QuickSort doesnt work with more than ~2000 elements. Why?

0

If I want to sort via the following QuickSort algorithm I get either a "RecursionError: maximum recursion depth exceeded in comparison" failure, or if I set the recursion limit much higher, Python stops working after it sortied via BubbleSort with (Process finished with exit code -1073741571 (0xC00000FD)). Does anyone have a idea, how i can fix this problem

Set recursion limit higher

import time
import random
from sys import setrecursionlimit
#setrecursionlimit(1000000)

#------------------------------Sortieralgorithmen-----------------------------------------------
#-----------------------------------------------------------------------------------------------

def bubbleSort(array):

    length = len(array)

    for sorted in range(length):

        for j in range(0, length-sorted-1):
            if array[j] > array[j+1] :
                array[j], array[j+1] = array[j+1], array[j]



def help(array, low, high):
    pivot = array[low]
    fromhigh = high
    fromlow = low
    while True:
        while(array[fromhigh]>pivot):
            fromhigh = fromhigh-1
        while(array[fromlow]<pivot):
            fromlow = fromlow+1
        if(fromlow<fromhigh):
            array[fromlow], array[fromhigh] = array[fromhigh], array[fromlow]
        else:
            return fromhigh


def quickSort(array, low, high):
   if (low<high):
       pivot = help(array, low, high)
       quickSort(array, low, pivot)
       quickSort(array, pivot + 1, high)




#--------------------------------Zeitmessung-----------------------------------------------------
#------------------------------------------------------------------------------------------------

numb_elements = 6000

sortedarray = []
for i in range (0,numb_elements):
    sortedarray.append(i)

notsortedarray = random.sample(range(0,numb_elements),numb_elements)

copy1 = sortedarray.copy()
before = time.time()
bubbleSort(copy1)
after = time.time()
total = after-before
print("Bubblesort sortiertes Array:\t\t" + str(total))

copy2 = notsortedarray.copy()
before = time.time()
bubbleSort(copy2)
after = time.time()
total = after-before
print("Bubblesort nicht sortiertes Array:\t" + str(total))

copy3 = sortedarray.copy()
before = time.time()
quickSort(copy3, 0, len(copy3)-1)
after = time.time()
total = after-before
print("QuickSort sortiertes Array:\t\t\t" + str(total))
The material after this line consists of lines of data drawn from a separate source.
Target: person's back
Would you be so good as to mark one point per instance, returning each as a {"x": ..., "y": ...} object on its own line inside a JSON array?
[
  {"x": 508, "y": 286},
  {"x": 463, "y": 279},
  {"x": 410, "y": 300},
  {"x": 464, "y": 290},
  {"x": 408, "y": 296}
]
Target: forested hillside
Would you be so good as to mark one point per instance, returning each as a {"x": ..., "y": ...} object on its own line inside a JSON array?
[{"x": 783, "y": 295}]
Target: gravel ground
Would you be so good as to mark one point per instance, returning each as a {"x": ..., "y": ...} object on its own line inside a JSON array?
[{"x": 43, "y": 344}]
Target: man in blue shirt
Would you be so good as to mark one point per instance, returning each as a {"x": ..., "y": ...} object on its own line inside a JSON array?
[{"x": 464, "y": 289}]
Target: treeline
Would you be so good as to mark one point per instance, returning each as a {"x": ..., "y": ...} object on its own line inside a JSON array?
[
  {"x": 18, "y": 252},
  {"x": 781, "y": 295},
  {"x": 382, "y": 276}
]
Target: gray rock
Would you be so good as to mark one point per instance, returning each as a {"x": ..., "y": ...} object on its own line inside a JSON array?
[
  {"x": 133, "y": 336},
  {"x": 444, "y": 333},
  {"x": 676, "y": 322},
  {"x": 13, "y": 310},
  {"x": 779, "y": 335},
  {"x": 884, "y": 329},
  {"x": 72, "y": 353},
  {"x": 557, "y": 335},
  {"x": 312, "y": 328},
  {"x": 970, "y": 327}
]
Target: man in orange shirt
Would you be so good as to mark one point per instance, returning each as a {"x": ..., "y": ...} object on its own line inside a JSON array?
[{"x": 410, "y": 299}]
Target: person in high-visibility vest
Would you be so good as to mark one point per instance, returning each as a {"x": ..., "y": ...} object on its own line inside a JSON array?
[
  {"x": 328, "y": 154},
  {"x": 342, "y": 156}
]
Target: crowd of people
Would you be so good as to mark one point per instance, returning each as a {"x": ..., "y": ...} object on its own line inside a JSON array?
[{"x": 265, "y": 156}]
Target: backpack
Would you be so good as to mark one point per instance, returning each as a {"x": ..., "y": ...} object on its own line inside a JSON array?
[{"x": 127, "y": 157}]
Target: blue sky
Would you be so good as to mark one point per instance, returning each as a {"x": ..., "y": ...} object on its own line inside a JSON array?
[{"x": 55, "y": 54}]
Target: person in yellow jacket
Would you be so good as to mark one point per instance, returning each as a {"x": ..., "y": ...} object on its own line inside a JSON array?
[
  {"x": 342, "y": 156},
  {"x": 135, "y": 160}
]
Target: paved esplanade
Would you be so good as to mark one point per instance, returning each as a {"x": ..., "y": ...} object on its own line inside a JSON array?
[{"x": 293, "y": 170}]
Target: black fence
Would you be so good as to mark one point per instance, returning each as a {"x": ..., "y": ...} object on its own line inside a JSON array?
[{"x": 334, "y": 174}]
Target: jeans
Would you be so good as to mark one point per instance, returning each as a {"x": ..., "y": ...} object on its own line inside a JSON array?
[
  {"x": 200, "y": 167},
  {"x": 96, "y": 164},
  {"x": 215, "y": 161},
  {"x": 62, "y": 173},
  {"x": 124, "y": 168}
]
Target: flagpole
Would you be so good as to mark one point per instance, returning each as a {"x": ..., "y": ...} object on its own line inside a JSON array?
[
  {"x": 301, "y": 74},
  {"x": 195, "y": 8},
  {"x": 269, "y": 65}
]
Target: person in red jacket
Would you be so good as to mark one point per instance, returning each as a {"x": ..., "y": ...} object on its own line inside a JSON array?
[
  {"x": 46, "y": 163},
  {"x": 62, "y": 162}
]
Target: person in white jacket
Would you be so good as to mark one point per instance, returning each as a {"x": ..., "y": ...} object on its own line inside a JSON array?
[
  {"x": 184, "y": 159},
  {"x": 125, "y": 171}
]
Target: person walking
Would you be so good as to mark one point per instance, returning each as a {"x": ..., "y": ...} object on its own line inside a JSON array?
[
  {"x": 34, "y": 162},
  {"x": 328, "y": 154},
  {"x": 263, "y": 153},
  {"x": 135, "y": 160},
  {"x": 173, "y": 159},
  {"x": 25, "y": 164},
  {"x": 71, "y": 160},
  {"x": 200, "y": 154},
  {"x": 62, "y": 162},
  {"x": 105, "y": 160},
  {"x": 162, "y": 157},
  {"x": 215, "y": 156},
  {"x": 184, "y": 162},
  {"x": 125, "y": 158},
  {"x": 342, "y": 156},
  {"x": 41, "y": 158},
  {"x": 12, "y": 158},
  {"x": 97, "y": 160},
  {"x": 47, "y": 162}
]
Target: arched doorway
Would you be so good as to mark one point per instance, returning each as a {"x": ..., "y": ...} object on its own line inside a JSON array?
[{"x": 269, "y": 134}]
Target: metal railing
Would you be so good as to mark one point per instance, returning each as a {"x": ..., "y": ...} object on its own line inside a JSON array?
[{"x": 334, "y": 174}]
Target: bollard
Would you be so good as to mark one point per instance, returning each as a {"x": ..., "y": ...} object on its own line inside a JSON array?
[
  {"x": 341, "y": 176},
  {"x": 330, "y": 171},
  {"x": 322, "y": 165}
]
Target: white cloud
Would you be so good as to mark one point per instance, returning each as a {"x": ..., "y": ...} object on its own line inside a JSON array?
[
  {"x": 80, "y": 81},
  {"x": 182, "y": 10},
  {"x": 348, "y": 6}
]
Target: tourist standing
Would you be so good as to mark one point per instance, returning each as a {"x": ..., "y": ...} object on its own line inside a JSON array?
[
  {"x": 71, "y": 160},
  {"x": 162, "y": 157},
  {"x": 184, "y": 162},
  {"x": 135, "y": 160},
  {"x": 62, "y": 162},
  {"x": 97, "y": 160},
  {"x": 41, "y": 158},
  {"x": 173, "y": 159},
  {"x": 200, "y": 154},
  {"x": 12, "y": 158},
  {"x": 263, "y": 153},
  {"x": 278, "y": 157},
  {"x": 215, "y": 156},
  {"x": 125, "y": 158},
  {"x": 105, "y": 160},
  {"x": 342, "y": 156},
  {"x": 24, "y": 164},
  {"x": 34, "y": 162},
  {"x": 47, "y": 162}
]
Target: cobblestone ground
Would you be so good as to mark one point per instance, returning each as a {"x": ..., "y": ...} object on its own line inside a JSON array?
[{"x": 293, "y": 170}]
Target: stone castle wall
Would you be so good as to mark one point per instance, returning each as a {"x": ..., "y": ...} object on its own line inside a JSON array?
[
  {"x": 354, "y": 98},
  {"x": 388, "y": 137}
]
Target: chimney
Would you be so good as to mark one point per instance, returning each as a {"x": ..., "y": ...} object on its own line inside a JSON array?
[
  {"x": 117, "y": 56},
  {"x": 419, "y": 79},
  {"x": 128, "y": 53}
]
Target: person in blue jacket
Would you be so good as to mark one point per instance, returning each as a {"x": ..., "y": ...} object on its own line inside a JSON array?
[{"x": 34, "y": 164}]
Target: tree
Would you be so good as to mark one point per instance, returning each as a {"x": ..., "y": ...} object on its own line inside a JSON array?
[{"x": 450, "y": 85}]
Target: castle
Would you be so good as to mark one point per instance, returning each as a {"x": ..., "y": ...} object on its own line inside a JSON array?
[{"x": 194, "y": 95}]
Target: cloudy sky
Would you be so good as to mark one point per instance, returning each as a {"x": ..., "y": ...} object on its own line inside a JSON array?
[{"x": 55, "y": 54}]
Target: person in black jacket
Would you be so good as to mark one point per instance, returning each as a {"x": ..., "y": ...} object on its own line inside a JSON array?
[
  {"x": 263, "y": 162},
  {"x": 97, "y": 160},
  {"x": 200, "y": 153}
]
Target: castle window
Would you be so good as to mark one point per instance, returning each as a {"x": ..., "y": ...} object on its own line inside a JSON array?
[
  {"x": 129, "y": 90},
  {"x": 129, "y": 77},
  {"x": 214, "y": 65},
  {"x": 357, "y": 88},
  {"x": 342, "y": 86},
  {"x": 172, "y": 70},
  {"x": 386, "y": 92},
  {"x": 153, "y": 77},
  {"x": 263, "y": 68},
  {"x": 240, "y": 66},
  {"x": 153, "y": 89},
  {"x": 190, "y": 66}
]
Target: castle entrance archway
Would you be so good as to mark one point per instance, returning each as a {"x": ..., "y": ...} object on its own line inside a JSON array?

copy4 = notsortedarray.copy()
before = time.time()
quickSort(copy4, 0, len(copy4)-1)
after = time.time()
total = after-before
print("QuickSort nicht sortiertes Array:\t" + str(total)+"\t (Worst Case)")


python
sorting
recursion
quicksort

1 Answer

1

A bit of introductory tracing shows the problem:

indent = ""

def quickSort(array, low, high):
   global indent
   # print(indent, "quickSort ENTER", low, high)
   indent += "  "
   if (low<high):
       pivot = help(array, low, high)
       print(low, high, pivot)
       quickSort(array, low, pivot)
       quickSort(array, pivot + 1, high)

   indent = indent[2:]

After seeing the stack problem, I inserted the print statement that includes the pivot. The output is

0 5999 0
1 5999 1
2 5999 2
3 5999 3
4 5999 4
5 5999 5
6 5999 6
...
994 5999 994
995 5999 995
996 5999 996
Traceback (most recent call last):
  File "so.py", line 79, in <module>
    quickSort(copy3, 0, len(copy3)-1)
  File "so.py", line 46, in quickSort
    quickSort(array, pivot + 1, high)
  File "so.py", line 46, in quickSort
    quickSort(array, pivot + 1, high)
  File "so.py", line 46, in quickSort
    quickSort(array, pivot + 1, high)
  [Previous line repeated 994 more times]
  File "so.py", line 43, in quickSort
    pivot = help(array, low, high)
  File "so.py", line 28, in help
    while(array[fromhigh]>pivot):
RecursionError: maximum recursion depth exceeded in comparison

Your problem is that your pivot logic always returns the low element, which alters your algorithm to O(N^2), dying when N is greater than your allowed stack depth.

Can you take it from there? See this lovely debug blog for help.
Even a trivial print will give you a lot of clues.